ARM reveals more details on supercomputer architecture plans
Scalable Vector Extensions coming to the ARM instruction set will debut in Fujitsu's Post-K supercomputer
ARM has revealed more details about the Scalable Vector Extensions (SVE) technology it is developing for the ARMv8-A architecture that Fujitsu is planning to deploy in the Post-K supercomputer it is building for Japan's RIKEN Advanced Institute for Computational Science.
Detailed at the Hot Chips conference in Cupertino, California today, SVE is capable of handling vectors from 128 to 2,048 bits in length, and is intended for supercomputer makers like Fujitsu to help them adopt ARM products and deploy them in the world's biggest and most powerful computers.
SVE is a flexible extension to the ARM instruction set that can shift vector calculations from software into hardware, with the scheduler arranging calculations depending on the hardware available.
ARM engineers will, shortly, submit patches to the Gnu Compiler Collection (GCC) and LLVM compiler infrastructure project to support SVE auto-vectorisation.

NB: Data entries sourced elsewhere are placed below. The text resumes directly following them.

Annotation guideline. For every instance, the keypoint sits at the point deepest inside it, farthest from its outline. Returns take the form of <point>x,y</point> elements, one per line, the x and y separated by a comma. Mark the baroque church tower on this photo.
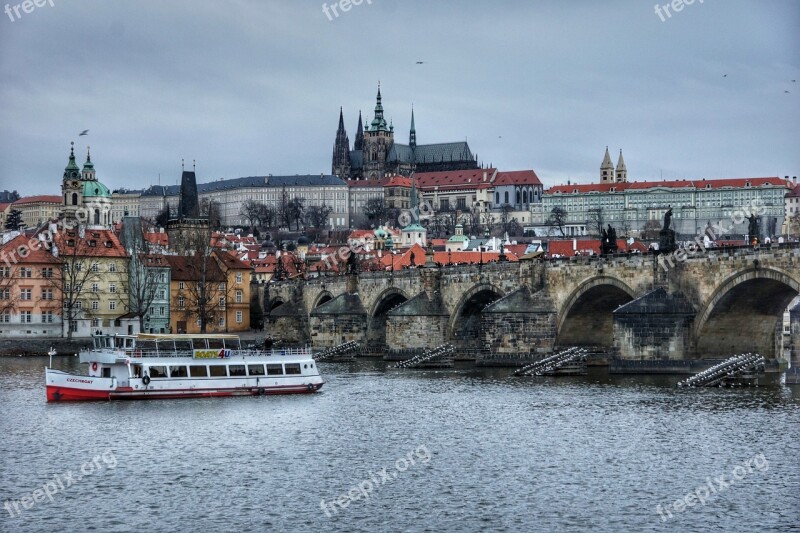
<point>378,139</point>
<point>340,165</point>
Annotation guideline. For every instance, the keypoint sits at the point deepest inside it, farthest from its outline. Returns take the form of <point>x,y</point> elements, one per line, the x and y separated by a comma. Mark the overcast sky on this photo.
<point>254,87</point>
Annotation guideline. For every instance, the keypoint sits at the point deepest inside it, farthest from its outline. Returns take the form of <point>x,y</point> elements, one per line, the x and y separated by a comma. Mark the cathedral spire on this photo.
<point>359,144</point>
<point>412,136</point>
<point>379,123</point>
<point>622,170</point>
<point>340,163</point>
<point>607,169</point>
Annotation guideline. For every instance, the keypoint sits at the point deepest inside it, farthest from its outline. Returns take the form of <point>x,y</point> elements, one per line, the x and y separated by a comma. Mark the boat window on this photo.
<point>236,370</point>
<point>216,344</point>
<point>158,372</point>
<point>218,371</point>
<point>255,370</point>
<point>197,371</point>
<point>274,370</point>
<point>177,371</point>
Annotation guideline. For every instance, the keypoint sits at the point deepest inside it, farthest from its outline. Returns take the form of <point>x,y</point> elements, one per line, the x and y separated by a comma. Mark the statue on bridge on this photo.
<point>667,218</point>
<point>752,229</point>
<point>666,237</point>
<point>608,241</point>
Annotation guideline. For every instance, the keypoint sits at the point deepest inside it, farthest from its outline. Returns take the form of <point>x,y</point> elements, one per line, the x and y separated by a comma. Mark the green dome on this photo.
<point>95,189</point>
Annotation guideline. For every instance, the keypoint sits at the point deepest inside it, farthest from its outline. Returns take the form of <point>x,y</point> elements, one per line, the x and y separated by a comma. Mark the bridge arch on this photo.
<point>464,327</point>
<point>586,318</point>
<point>322,297</point>
<point>744,314</point>
<point>376,321</point>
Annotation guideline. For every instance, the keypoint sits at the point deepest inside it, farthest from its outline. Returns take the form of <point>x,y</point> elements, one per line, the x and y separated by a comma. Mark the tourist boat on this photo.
<point>146,366</point>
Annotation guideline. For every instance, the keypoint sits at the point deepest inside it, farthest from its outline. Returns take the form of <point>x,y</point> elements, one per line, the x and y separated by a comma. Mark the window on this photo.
<point>236,370</point>
<point>158,372</point>
<point>274,370</point>
<point>177,372</point>
<point>218,371</point>
<point>197,371</point>
<point>255,370</point>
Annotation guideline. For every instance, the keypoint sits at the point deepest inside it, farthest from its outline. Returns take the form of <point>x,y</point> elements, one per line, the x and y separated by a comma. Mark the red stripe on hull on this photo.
<point>65,394</point>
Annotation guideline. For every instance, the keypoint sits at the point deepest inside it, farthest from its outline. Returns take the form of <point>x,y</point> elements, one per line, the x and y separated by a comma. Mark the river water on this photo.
<point>389,450</point>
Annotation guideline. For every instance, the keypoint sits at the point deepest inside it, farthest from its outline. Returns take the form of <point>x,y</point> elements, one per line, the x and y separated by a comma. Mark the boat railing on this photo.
<point>230,354</point>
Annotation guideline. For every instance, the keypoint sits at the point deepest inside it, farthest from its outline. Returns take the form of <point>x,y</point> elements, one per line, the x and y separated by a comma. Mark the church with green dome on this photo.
<point>86,200</point>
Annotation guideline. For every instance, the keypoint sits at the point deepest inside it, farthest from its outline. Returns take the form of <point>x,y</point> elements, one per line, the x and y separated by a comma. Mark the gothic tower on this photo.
<point>607,169</point>
<point>622,171</point>
<point>378,139</point>
<point>340,165</point>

This will enable developers to take advantage of the technology without having to customise their applications accordingly. Compiled programs will also be portable and will be able to run on any microprocessor with SVE without needing to recompile the source code.
It follows the selection of ARM by Fujitsu in July for the Post-K supercomputer, which is scheduled to go live in 2020. Fujitsu is planning to shift from 2GHz Sun Sparc64 cores in the K supercomputer to ARM for Post-K. The current K supercomputer ranks fifth in the latest Top500 list of the world's most powerful supercomputers.

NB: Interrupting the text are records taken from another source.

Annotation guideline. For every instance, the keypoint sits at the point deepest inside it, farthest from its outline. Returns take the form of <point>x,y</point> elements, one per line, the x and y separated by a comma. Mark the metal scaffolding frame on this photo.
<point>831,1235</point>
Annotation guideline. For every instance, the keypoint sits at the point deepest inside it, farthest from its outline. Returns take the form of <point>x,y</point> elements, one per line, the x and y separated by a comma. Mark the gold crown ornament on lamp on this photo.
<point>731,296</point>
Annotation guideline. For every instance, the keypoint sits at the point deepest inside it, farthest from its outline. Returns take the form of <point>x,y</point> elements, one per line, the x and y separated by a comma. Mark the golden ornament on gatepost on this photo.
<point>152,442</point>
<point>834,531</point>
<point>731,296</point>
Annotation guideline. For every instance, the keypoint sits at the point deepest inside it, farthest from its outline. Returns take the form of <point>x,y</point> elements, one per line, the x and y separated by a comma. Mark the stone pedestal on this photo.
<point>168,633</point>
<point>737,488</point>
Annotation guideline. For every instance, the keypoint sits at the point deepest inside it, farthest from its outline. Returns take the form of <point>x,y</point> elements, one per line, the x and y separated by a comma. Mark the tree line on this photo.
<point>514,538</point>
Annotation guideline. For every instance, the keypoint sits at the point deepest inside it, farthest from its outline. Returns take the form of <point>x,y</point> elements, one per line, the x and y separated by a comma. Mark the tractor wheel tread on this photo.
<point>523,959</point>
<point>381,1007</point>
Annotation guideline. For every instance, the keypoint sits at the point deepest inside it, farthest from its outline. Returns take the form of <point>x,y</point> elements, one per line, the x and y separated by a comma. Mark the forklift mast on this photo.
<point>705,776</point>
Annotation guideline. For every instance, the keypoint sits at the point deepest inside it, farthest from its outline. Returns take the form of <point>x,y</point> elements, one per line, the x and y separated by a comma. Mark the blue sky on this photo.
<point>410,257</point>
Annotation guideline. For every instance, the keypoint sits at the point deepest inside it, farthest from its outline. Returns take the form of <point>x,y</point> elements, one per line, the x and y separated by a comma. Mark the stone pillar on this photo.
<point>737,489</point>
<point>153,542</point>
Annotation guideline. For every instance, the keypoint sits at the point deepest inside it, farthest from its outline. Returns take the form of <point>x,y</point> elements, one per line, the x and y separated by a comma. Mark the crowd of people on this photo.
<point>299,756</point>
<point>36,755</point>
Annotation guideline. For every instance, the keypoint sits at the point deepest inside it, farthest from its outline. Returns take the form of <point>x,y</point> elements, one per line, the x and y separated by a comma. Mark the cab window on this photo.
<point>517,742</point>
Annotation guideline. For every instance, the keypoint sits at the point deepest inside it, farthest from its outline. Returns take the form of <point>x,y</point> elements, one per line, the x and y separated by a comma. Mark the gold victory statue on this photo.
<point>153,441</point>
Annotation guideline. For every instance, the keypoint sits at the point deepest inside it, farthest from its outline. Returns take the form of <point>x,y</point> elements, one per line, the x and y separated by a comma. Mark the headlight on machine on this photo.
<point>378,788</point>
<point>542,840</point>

If everything goes according to plan, Fujitsu's Post-K machine will become the world's most powerful supercomputer, capable of 1,000 petaflops.
ARM is continuing to develop parts that may enable it to take on Intel in servers and high-end computing. The company points out that the cloud computing workloads, for example, require highly scalable configurations where the key is the interconnect, rather than the raw power of the microprocessors.
Its roadmap foresees ARM partners using the company's products first in storage and web-serving workloads, before shifting up the 'food chain' into data analytics, networking, collaborative platforms and systems management.
"A vast number of the workloads being deployed on servers are things like storage, web applications, and networking. Those kinds of things make up a significant proportion of the server market. They are also some of the fastest growing applications in terms of the workloads being deployed," Lakshmi Mandyam, director of server systems and ecosystems at ARM, told Computing.
These workloads are 'scale out' workloads, she added. "What that means is that they lend themselves to running across many different nodes. Each one of those nodes doesn't have to be very compute intensive. Those workloads are actually more about the input-output and memory performance than they are about the compute performance [of the microprocessor]."
The company therefore sees the cloud computing model becoming more like the high-performance computer market, where the CPUs of the world's most powerful supercomputers don't go for out-and-out raw speed. Instead, the machines in the top-10 typically weigh in at between 1.45GHz and 2.6GHz, but achieve their computational power via the number of cores, and the speed and scalability of the interconnects.
The Sunway TaihuLight, the world's most powerful supercomputer, for example, boasts 10,649,600 cores - three times its predecessor, with typical machines in the top 10 having anything from 115,984 to 1,572,864.